Realtà del quadro non può essere dunque, per Benati, che realtà fisica, concentrazione disciplinata in cui il fare stesso si dà in perfetta pienezza. Il dipinto è il luogo buono cui l’esperienza tutta dell’artista tende, e in cui tutta assume valore e necessità.

Benati non esegue un quadro. Il suo non è un far vedere, è un vedersi. Il quadro è il maturare e il materializzarsi, in un tempo delucidato, spinto a una condizione straniata rispetto all’ordinario dal rituale nitido dei pensieri e degli atti, come per precipitato ogni volta definitivo, della totalità del pensare e del pensarsi dell’artista: che è, a ben vedere, la vecchia questione raffaellesca della “certa idea che viene dalla mente”, e la “cosa mentale” leonardesca, ritrovata e declinata alla fine delle avanguardie, nel punto in cui l’arte, senza smentire se stessa, continuamente s’interroga facendosi.

L’immagine è dunque essenziale per Benati, ma proprio in quanto preliminarmente assunta, senza infingimenti, come finzione pretestuosa. È “fictura”, come voleva Isidoro di Siviglia, ma esplicita e orgogliosa. Non simula, e invece della simulazione convenuta fa pietra da costruzione d’un vero altro possibile. Figura, ma nel senso appropriato del fingere, facendosi proprio per ciò ricettacolo d’un senso altrimenti fondato.

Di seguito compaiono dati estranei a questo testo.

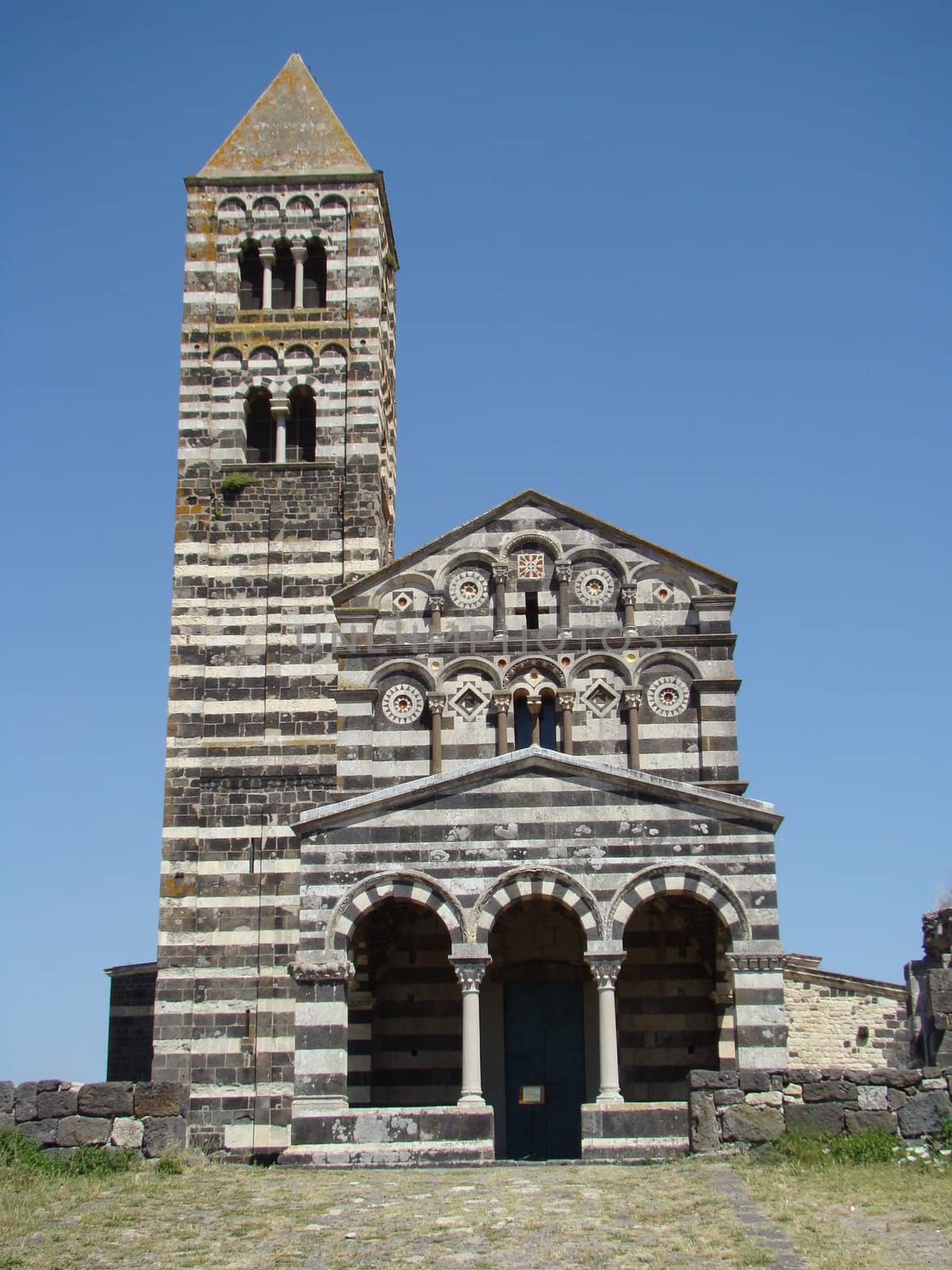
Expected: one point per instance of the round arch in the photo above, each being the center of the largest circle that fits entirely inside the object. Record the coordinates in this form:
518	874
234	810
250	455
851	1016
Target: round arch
535	884
676	880
405	884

Benati, Dipinti in palmo di mano, 2009

Benati, Dipinti in palmo di mano, 2009

Ed è essenziale la tecnica, quel sublimare la disciplina che Benati contrappone con determinazione incoatta alle celebrazioni postmoderne di debolezze del pensiero fatte infine latitanza, ché il suo atteggiamento in ciò fortemente s’imparenta a quello del Delacroix che, nel Journal, scrive: “Adorazione della falsa tecnica nelle cattive scuole. Importanza della vera per la perfezione delle opere”, alla faccia delle troppe simulazioni correnti di rinuncia alla qualità del fare divenute ormai, anch’esse, “cattiva scuola”.

Perché egli sa bene che disciplina è prima di tutto ordine morale ed estetico ben prima e ben più che fabrile, condizione indispensabile e irrinunciabile, né a qualunque titolo contrattabile, del senso.

Disciplina è per Benati già il momento di quel suo vivere vedendo, toccando, annusando, assaporando; è pensare, auscultando il proprio stream emotivo attraverso il vaglio d’una non affettata cultura alta; è rielaborare continuamente, e decantare, e selezionare nell’animo, in un pensare forma e pensare colore da subito esclusivo; è il sentir crescere dentro di sé l’immagine che si vuole necessaria; è lo stillare i gesti precisi del mescere i pigmenti, del carezzare la carta; è lasciare che la mano corra, in se stessa sapiente.

Poi, “dopo giorni i colori si faranno corpo, avranno saturato lo spazio ma continueranno a rivelare per sempre la loro trasparente illusorietà”.